Quote Services Evolution: Local Enhancements, External Integration, and Quote Aggregator Architecture

15 minute read

Published:

TL;DR

The quote service ecosystem has undergone a major architectural evolution with three key components now working in concert:

  1. Local Quote Service Enhancements: Intelligent pool quality management with liquidity-based classification, rogue pool detection, progressive recovery, and dynamic refresh priorities - all delivering sub-2ms quote selection
  2. External Quote Service: Integration with Jupiter, DFlow, and OKX quote providers for external market pricing with circuit breaker protection and health monitoring
  3. Quote Aggregator Service (Work in Progress): Real-time merging of local and external quotes with confidence scoring, oracle-based price comparison, and decision recommendations for optimal execution

Table of Contents

  1. Architecture Overview
  2. Local Quote Service Enhancements
  3. External Quote Service
  4. Quote Aggregator Service
  5. Metrics and Observability
  6. Impact and Next Steps

Architecture Overview

The quote service ecosystem now consists of three specialized services working together:

┌────────────────────────────────────────────────────────────────┐
│                     Quote Service Ecosystem                    │
└────────────────────────────────────────────────────────────────┘

  ┌─────────────────────┐          ┌─────────────────────┐
  │  Local Quote Svc    │          │ External Quote Svc  │
  │  (Port 50052)       │          │ (Port 50053)        │
  ├─────────────────────┤          ├─────────────────────┤
  │ • Pool Quality Mgmt │          │ • Jupiter API       │
  │ • Oracle Validation │          │ • DFlow API         │
  │ • Dynamic Refresh   │          │ • OKX API           │
  │ • WebSocket-First   │          │ • Circuit Breaker   │
  │ • 400+ Pools        │          │ • Health Tracking   │
  │ • <2ms Selection    │          │ • Rate Limiting     │
  └──────────┬──────────┘          └──────────┬──────────┘
             │                                │
             │    gRPC Streaming              │
             │    StreamBatchQuotes           │
             └────────────┬───────────────────┘
                          │
                          ▼
             ┌────────────────────────┐
             │  Quote Aggregator Svc  │
             │  (Port 50051)          │
             ├────────────────────────┤
             │ • Real-time Merging    │
             │ • Confidence Scoring   │
             │ • Oracle Comparison    │
             │ • Best Quote Selection │
             │ • NATS Event Publish   │
             └────────────┬───────────┘
                          │
                          ▼
              ┌──────────────────────┐
              │   Scanner Service    │
              │   (TypeScript/Rust)  │
              └──────────────────────┘

Design Principles:

  • Separation of Concerns: Each service has a single, well-defined responsibility
  • Parallel Sourcing: Local and external quotes fetched simultaneously
  • Intelligent Aggregation: Confidence-weighted selection with oracle validation
  • Real-time Updates: WebSocket-first for local pools, API polling for external
  • Observable: Comprehensive Prometheus metrics at every layer

Local Quote Service Enhancements

Pool Quality & Priority Management

The local quote service has been enhanced with a comprehensive pool quality management system that intelligently classifies pools, detects rogue pricing, and dynamically adjusts refresh priorities.

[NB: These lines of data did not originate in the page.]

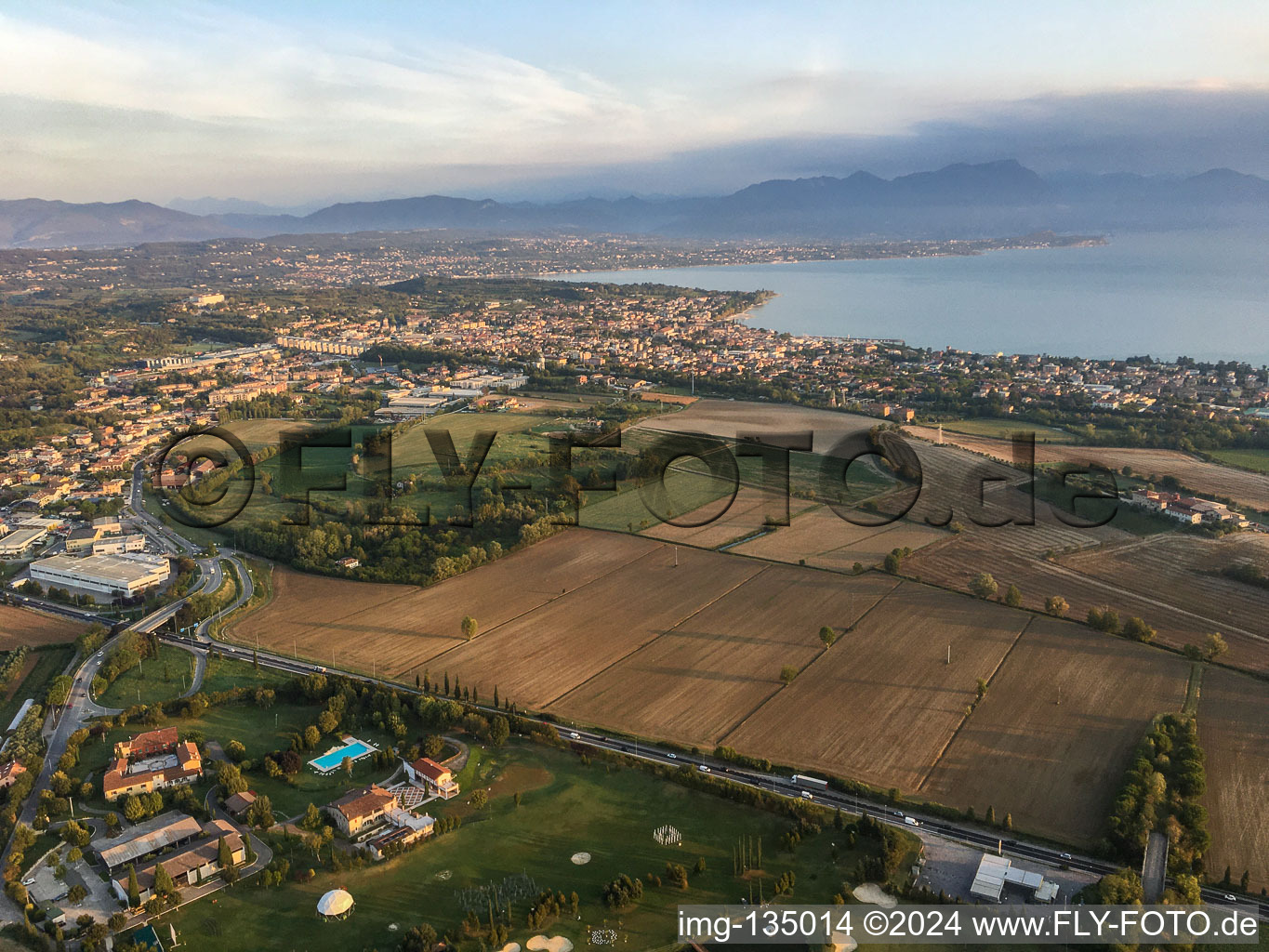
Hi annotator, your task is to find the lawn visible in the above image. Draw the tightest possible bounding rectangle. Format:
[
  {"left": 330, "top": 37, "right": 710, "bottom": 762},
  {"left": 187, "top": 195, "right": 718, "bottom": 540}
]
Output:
[
  {"left": 1207, "top": 449, "right": 1269, "bottom": 472},
  {"left": 97, "top": 645, "right": 194, "bottom": 708},
  {"left": 164, "top": 744, "right": 919, "bottom": 952},
  {"left": 0, "top": 645, "right": 75, "bottom": 727},
  {"left": 76, "top": 695, "right": 392, "bottom": 819}
]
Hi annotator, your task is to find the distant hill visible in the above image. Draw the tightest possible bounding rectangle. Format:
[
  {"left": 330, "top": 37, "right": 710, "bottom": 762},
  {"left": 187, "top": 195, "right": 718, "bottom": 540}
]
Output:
[{"left": 0, "top": 159, "right": 1269, "bottom": 247}]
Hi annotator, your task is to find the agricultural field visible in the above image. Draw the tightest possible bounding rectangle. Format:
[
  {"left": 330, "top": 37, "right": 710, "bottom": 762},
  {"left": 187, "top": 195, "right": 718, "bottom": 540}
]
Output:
[
  {"left": 904, "top": 527, "right": 1269, "bottom": 671},
  {"left": 734, "top": 505, "right": 948, "bottom": 571},
  {"left": 643, "top": 486, "right": 813, "bottom": 549},
  {"left": 1207, "top": 449, "right": 1269, "bottom": 473},
  {"left": 97, "top": 645, "right": 194, "bottom": 708},
  {"left": 1198, "top": 668, "right": 1269, "bottom": 891},
  {"left": 163, "top": 741, "right": 913, "bottom": 952},
  {"left": 722, "top": 583, "right": 1032, "bottom": 793},
  {"left": 939, "top": 416, "right": 1075, "bottom": 443},
  {"left": 906, "top": 424, "right": 1269, "bottom": 511},
  {"left": 1061, "top": 533, "right": 1269, "bottom": 670},
  {"left": 549, "top": 566, "right": 898, "bottom": 747},
  {"left": 919, "top": 618, "right": 1187, "bottom": 847},
  {"left": 429, "top": 543, "right": 762, "bottom": 708},
  {"left": 0, "top": 605, "right": 87, "bottom": 651},
  {"left": 229, "top": 531, "right": 658, "bottom": 683}
]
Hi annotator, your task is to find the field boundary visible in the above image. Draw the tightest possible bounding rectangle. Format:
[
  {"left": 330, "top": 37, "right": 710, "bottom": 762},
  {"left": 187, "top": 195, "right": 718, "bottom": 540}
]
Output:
[
  {"left": 719, "top": 574, "right": 908, "bottom": 744},
  {"left": 536, "top": 567, "right": 766, "bottom": 711},
  {"left": 917, "top": 615, "right": 1036, "bottom": 793},
  {"left": 413, "top": 537, "right": 665, "bottom": 671}
]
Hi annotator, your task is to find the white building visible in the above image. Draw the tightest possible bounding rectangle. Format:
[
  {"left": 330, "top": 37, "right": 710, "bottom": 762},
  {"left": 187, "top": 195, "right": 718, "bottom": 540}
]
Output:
[{"left": 29, "top": 555, "right": 171, "bottom": 598}]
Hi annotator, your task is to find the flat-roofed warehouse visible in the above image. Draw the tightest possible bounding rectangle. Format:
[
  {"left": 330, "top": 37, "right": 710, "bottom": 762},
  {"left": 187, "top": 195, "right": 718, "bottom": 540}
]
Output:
[
  {"left": 28, "top": 555, "right": 171, "bottom": 595},
  {"left": 0, "top": 525, "right": 48, "bottom": 559}
]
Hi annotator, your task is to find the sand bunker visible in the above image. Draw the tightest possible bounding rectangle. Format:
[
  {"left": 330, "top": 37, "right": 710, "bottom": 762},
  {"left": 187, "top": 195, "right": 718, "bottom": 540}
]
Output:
[
  {"left": 524, "top": 935, "right": 573, "bottom": 952},
  {"left": 854, "top": 882, "right": 898, "bottom": 909}
]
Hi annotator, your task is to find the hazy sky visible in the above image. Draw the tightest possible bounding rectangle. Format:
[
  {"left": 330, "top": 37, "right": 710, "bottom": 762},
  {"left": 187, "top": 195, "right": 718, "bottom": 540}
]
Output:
[{"left": 0, "top": 0, "right": 1269, "bottom": 205}]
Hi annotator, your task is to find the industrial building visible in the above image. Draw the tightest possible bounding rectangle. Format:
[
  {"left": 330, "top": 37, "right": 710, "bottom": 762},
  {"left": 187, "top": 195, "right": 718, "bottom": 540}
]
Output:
[
  {"left": 29, "top": 555, "right": 171, "bottom": 598},
  {"left": 0, "top": 527, "right": 48, "bottom": 559},
  {"left": 970, "top": 853, "right": 1057, "bottom": 903}
]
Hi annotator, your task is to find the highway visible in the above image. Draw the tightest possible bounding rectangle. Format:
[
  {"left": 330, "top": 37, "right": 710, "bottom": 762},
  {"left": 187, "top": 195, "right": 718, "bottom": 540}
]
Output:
[
  {"left": 166, "top": 639, "right": 1269, "bottom": 921},
  {"left": 7, "top": 463, "right": 1269, "bottom": 920}
]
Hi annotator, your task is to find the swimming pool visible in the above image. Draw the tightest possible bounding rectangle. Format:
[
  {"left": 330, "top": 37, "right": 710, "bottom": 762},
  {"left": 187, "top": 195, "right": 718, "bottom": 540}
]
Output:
[{"left": 309, "top": 737, "right": 377, "bottom": 773}]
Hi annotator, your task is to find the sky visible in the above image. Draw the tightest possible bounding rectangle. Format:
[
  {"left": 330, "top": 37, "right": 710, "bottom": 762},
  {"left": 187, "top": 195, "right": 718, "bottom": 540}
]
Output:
[{"left": 0, "top": 0, "right": 1269, "bottom": 208}]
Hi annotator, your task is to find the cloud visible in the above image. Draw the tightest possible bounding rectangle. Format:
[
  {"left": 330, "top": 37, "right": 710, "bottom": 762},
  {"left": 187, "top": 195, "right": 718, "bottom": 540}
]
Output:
[{"left": 0, "top": 4, "right": 1269, "bottom": 202}]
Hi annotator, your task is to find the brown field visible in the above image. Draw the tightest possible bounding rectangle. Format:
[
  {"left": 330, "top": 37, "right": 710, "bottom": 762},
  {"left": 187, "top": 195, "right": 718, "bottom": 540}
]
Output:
[
  {"left": 637, "top": 400, "right": 879, "bottom": 453},
  {"left": 723, "top": 583, "right": 1030, "bottom": 793},
  {"left": 549, "top": 566, "right": 897, "bottom": 747},
  {"left": 642, "top": 486, "right": 813, "bottom": 549},
  {"left": 734, "top": 505, "right": 946, "bottom": 571},
  {"left": 920, "top": 618, "right": 1183, "bottom": 845},
  {"left": 904, "top": 531, "right": 1269, "bottom": 670},
  {"left": 1198, "top": 668, "right": 1269, "bottom": 890},
  {"left": 230, "top": 532, "right": 658, "bottom": 681},
  {"left": 907, "top": 423, "right": 1269, "bottom": 511},
  {"left": 0, "top": 605, "right": 87, "bottom": 651},
  {"left": 429, "top": 533, "right": 762, "bottom": 708}
]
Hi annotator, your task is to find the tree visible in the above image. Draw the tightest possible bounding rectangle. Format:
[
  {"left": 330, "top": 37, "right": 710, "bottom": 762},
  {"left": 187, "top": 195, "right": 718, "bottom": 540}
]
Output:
[
  {"left": 970, "top": 573, "right": 1000, "bottom": 598},
  {"left": 123, "top": 791, "right": 144, "bottom": 823},
  {"left": 246, "top": 796, "right": 275, "bottom": 830},
  {"left": 218, "top": 763, "right": 247, "bottom": 797},
  {"left": 1203, "top": 631, "right": 1230, "bottom": 661},
  {"left": 489, "top": 715, "right": 511, "bottom": 747},
  {"left": 155, "top": 863, "right": 177, "bottom": 896},
  {"left": 128, "top": 863, "right": 141, "bottom": 909},
  {"left": 216, "top": 837, "right": 233, "bottom": 869},
  {"left": 401, "top": 923, "right": 437, "bottom": 952},
  {"left": 1123, "top": 615, "right": 1155, "bottom": 643}
]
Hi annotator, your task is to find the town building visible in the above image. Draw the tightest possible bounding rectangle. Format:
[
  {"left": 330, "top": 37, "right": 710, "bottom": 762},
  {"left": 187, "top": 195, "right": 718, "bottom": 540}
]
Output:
[
  {"left": 111, "top": 820, "right": 246, "bottom": 904},
  {"left": 101, "top": 727, "right": 203, "bottom": 802},
  {"left": 403, "top": 757, "right": 459, "bottom": 800},
  {"left": 324, "top": 783, "right": 401, "bottom": 838},
  {"left": 28, "top": 553, "right": 171, "bottom": 598}
]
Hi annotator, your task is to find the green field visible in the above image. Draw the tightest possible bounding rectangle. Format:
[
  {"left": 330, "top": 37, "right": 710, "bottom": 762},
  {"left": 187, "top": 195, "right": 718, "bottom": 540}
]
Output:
[
  {"left": 97, "top": 645, "right": 194, "bottom": 708},
  {"left": 0, "top": 645, "right": 75, "bottom": 726},
  {"left": 155, "top": 743, "right": 913, "bottom": 952},
  {"left": 1207, "top": 449, "right": 1269, "bottom": 472},
  {"left": 943, "top": 416, "right": 1077, "bottom": 443}
]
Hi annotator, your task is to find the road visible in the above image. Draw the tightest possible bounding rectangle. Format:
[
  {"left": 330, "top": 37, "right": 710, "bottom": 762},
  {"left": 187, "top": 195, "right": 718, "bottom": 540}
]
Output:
[{"left": 7, "top": 463, "right": 1269, "bottom": 920}]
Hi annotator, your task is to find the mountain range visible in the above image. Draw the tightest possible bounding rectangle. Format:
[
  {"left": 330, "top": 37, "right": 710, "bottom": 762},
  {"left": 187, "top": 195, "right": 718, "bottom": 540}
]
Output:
[{"left": 0, "top": 159, "right": 1269, "bottom": 247}]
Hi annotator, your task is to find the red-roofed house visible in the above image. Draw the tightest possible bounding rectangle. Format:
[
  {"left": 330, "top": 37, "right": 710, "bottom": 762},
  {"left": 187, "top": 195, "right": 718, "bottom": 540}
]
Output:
[{"left": 404, "top": 757, "right": 458, "bottom": 800}]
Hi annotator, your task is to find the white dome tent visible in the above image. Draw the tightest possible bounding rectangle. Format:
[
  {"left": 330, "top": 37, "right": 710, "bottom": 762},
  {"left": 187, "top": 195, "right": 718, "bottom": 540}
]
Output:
[{"left": 317, "top": 890, "right": 355, "bottom": 919}]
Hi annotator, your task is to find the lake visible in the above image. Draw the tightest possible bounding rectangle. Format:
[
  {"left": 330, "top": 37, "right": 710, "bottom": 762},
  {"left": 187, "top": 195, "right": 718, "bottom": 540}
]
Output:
[{"left": 560, "top": 231, "right": 1269, "bottom": 367}]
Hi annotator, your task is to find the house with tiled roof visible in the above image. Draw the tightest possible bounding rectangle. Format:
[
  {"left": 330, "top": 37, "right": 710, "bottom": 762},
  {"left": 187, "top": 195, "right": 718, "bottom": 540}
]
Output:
[{"left": 324, "top": 783, "right": 401, "bottom": 837}]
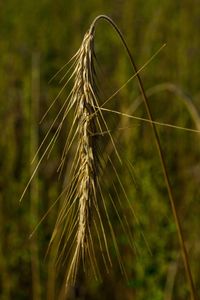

Local Quote Service Architecture

Key Features

1. Liquidity-Based Classification

Pools are classified into three tiers based on Solscan-enriched TVL data:

  • High Liquidity (>$100k): ~50 pools - large trades (100+ SOL)
  • Medium Liquidity ($10k-$100k): ~150 pools - medium trades (10-100 SOL)
  • Low Liquidity ($500-$10k): ~200 pools - small trades (1-10 SOL)

This classification enables intelligent pool selection based on trade size, automatically filtering pools where the trade would exceed 20% of pool liquidity to prevent high slippage.

2. Rogue Pool Detection & Recovery

Oracle Price Validation: Every pool price is validated against Pyth Network oracle prices via NATS events.

Detection Mechanism:

  • Pools with price deviation > ±20% from oracle are flagged as “rogue”
  • 2-strike rule: Two consecutive bad quotes trigger rogue status
  • State machine: Normal → Rogue → Recovering → Normal

Progressive Recovery:

  • 1st good quote: Transition to “Recovering” status
  • 2nd consecutive good quote: Restore to “Normal” status
  • Automatic tracking of all status transitions with reasons

3. Dynamic Priority Refresh

Variable Refresh Intervals based on pool quality:

  • Highest Priority (5s): Low liquidity + normal status (most volatile)
  • High Priority (10s): High liquidity + normal status
  • Medium Priority (15s): Medium liquidity + normal status
  • Low Priority (60s): Rogue pools (minimal resources)

WebSocket-First Architecture:

  • All major Solana DEX protocols support WebSocket accountSubscribe
  • Real-time updates for Raydium AMM/CPMM/CLMM, Orca Whirlpool, Meteora DLMM
  • RPC fallback only for connection failures or health checks

4. Two-Stage Pool Selection

Stage 1: Liquidity Constraint Filter

  • Calculate trade size in USD using oracle prices
  • Filter pools where trade > 20% of pool liquidity
  • Prevents high slippage on small pools

Stage 2: Weighted Random Selection

  • Quality score = liquidityWeight × statusMultiplier
  • High liquidity + normal status = highest probability
  • Rogue pools = low but non-zero probability (redemption chance)

Performance: Sub-2ms pool selection overhead (exceeds target of <10ms)

Implementation Status

All 6 Phases Complete (January 10, 2026)

Production Code: 2,694 lines (Go) Test Code: 573 lines (37+ test cases, 100% pass rate) Metrics: 31+ Prometheus metrics with automatic recording Dashboard: 10-row Grafana dashboard with 40+ panels Alerts: 10 Prometheus alert rules (P0/P1/P2)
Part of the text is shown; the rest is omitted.